The game hasn’t changed, and the rules haven’t changed, but because the “decisions” are happening faster, the house is extracting money at more than triple the rate. This is why casinos prefer fast dealers and why they use automated shufflers—to eliminate the “dead time” of manual shuffling and get back to the decisions.
Factors That Influence DPH
Several variables dictate how many decisions occur in an hour:
- Number of Players: A full table is the player’s best friend. Every additional player at the table adds time for betting, card dealing, and decision-making (hitting, standing, etc.). This naturally slows the DPH.
- Dealer Proficiency: A veteran dealer can process hands with mechanical precision. A “break-in” dealer might struggle with payouts or card placement, inadvertently lowering the DPH and the table’s hourly earning potential.

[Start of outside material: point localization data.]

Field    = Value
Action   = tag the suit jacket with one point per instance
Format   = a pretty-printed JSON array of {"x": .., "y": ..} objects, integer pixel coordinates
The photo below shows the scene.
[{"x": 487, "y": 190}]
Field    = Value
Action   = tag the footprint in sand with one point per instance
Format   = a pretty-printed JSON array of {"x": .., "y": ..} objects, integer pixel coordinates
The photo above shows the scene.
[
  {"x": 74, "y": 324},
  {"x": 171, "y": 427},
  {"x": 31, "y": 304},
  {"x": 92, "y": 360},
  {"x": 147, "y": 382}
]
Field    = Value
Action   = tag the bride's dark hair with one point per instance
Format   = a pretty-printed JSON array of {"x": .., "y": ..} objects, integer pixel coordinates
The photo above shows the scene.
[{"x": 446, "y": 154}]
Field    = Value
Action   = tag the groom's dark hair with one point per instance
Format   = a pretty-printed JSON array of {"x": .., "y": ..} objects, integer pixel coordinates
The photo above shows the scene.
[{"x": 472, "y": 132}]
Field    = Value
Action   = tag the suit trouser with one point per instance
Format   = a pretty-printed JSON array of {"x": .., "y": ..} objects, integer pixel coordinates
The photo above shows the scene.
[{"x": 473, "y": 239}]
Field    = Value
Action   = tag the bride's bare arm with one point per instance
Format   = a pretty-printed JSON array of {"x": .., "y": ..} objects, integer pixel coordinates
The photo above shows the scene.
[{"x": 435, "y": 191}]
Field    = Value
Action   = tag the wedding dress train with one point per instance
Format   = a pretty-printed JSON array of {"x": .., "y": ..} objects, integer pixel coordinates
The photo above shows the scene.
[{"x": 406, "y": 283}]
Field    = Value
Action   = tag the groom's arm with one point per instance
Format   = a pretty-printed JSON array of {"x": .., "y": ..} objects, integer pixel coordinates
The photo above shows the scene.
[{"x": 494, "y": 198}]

- Game Complexity: Roulette has a lower DPH (usually 30–45 spins per hour) because of the time required to clear the layout and pay out complex “inside” bets. Blackjack is much faster, and Mini-Baccarat is one of the fastest games on the floor because players make no tactical decisions once the hand starts.

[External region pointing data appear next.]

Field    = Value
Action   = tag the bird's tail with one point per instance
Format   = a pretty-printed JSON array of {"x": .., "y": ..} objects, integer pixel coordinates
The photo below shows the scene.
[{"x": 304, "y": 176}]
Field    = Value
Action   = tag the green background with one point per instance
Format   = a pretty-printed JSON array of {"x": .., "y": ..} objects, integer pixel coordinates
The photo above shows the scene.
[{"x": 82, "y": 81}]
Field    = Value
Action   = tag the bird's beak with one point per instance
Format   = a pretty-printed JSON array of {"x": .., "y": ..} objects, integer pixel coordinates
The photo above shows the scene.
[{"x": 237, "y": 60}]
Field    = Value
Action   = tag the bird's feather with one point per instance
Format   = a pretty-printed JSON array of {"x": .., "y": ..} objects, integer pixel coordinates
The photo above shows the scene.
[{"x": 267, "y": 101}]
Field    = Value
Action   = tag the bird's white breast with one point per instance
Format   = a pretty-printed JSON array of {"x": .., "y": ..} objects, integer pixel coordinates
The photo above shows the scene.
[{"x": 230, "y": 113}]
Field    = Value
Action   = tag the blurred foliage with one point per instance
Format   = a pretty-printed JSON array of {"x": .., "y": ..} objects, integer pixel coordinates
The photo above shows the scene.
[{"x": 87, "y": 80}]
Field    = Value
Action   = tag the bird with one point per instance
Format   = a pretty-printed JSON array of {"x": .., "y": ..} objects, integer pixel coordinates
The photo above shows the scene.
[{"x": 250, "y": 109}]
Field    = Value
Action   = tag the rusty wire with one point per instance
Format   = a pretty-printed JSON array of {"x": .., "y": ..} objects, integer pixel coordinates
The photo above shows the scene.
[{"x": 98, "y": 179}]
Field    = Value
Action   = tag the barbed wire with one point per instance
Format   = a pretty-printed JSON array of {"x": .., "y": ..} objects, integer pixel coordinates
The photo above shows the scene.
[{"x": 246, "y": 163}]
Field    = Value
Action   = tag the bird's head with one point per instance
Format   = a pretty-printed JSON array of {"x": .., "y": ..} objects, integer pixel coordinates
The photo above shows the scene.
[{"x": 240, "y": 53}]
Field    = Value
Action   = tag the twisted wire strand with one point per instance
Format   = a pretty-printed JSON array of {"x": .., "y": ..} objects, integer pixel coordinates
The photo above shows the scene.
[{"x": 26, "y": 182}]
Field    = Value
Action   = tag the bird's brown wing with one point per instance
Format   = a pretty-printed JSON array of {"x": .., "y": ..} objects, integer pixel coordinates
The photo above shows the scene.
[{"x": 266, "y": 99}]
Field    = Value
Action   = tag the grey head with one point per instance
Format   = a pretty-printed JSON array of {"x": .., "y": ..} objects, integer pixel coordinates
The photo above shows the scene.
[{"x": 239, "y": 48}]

- Technology: Continuous Shuffle Machines (CSMs) increase DPH by roughly 20% because the dealer never stops to shuffle a shoe. In slots, the “spin” button has replaced the lever specifically to increase the DPH to hundreds or even thousands of “pulls” per hour.

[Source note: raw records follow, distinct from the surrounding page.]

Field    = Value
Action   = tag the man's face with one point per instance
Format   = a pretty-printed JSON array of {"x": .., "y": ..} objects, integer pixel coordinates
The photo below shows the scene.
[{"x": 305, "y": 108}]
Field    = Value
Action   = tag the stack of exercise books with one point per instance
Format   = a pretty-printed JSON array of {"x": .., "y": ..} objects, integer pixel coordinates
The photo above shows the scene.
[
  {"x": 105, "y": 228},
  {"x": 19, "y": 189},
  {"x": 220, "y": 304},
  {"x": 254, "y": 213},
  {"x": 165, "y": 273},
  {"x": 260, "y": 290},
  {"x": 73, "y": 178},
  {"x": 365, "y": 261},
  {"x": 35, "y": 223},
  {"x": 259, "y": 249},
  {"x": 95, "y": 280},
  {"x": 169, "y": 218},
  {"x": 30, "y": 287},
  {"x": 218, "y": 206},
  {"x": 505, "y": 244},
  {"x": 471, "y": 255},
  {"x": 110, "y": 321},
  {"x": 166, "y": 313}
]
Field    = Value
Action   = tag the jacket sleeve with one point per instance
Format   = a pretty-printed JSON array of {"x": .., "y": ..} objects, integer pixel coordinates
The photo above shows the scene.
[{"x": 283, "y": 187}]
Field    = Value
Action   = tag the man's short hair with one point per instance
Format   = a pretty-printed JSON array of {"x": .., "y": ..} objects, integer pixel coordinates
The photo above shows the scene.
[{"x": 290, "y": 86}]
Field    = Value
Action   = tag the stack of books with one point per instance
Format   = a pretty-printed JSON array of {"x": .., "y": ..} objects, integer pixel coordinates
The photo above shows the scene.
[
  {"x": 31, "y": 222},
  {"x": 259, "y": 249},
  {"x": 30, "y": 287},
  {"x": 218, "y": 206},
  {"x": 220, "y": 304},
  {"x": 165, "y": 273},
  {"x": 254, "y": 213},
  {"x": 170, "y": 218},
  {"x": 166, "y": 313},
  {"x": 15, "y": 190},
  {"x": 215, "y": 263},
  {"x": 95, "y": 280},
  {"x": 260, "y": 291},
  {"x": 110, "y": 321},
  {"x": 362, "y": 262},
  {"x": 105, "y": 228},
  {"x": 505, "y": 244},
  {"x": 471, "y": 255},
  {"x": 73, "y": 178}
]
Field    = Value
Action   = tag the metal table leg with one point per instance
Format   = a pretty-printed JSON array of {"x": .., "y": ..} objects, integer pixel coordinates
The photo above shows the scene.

The Player’s Perspective: Slow is Pro
If you are a recreational player looking to make your bankroll last, your goal should be to minimize DPH. Sitting at a crowded table is one of the most effective ways to do this. You get the same “experience” of gambling, the same number of free drinks, and the same atmosphere, but you are losing money at a much slower rate than if you were playing alone.
Conversely, for professional card counters, DPH is a double-edged sword. They want a high DPH when the count is in their favor to maximize their hourly earn, but they want the game to slow down (or they want to leave) when the count is negative.
Management and “Game Pace”
Casino supervisors are trained to monitor game pace. If a dealer is being too social or “chatty” to the point where they are missing hands, they will be told to pick up the pace. From the management side, labor is expensive. A pit with 10 dealers costs a specific amount per hour in wages. If those dealers are only producing 40 DPH instead of the target 60 DPH, the casino is effectively “losing” 33% of its potential productivity.
In the slot department, DPH is controlled through animation speeds. You’ll notice that modern slot machines have very short “win” animations for small prizes. This is intentional. The machine wants you to get back to the “spin” button as quickly as possible. The faster the decision, the faster the math of the house edge can do its work. Understanding DPH allows a player to see through the “fun” of the game and recognize the industrial efficiency of the casino floor.